Chance Would Be a Fine Thing

CHRISTOPHER GREEN

Christopher Green has done wonders for the Bickleigh Arms. There is a plant. There is an ashtray. There is some talk of the impending inauguration of a vegetable patch. Bobby Dowler informs me that this new orderliness is a consequence of his success in luring girls round to cook him dinner. I am unconvinced.

I suspect instead that it is Christopher Green who has succeeded in imposing some modicum of order on the Bickleigh’s previously glimpsed predisposition towards chaos. Christopher Green, neat in the patterns of his thought and speech yet animated by a curious élan, achieves a similar reconciliation of spontaneity and calculation in his conversation and his work.

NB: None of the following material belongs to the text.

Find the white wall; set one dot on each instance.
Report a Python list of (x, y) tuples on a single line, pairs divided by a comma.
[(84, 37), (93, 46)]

Christopher Green, gratifyingly for an interviewer, does not seek merely to trammel the course of conversation towards the justification of principles previously decided upon. Neither does his work aspire to the mere illustration of preordained ideals: the process of creation is described as being “like piecing together a jigsaw puzzle without the aid of the completed image from which to refer”. Christopher Green's is an ideology of growth and possibility, a doctrine of potentiality.

Christopher Green's work depends upon the dramatic tension of staged compositional elements. There is an attractive theatricality to the dynamic interaction of colour, line and shape in these pieces. This schematised freedom, equivalent to that guiding the natural world, encourages a recognisably organic creative process, a disciplined improvisation. There is an elemental drama to Christopher Green's employment of colours "bold within their context" that react with and against their created environment.

Christopher Green talks revealingly of watching Devon's "dark grey sky when the rain came".

The establishment of a framework within which spontaneity is allowed to flourish invests Christopher Green’s thought and work with a controlled vigour. Supervising these creations, Christopher Green set out to create a “structure within which I could incorporate elements of chance through the making of marks”. The pieces are provided with an impetus of their own, allowed to grow within a scaffold that does not predetermine their ultimate composition. His previous work, ‘The Way Things Grow’, was “based around the idea of the organized sowing of seeds and the uncontrollable path of natural growth”. So Christopher Green works as supervisor, facilitator – there is no sense of a tyrannical imposition, of dogmatism. The works are allowed to grow into their own identity.

“When the picture makes sense to me it is finished… it is an object in its own right". This is the providential beauty of Christopher Green’s work.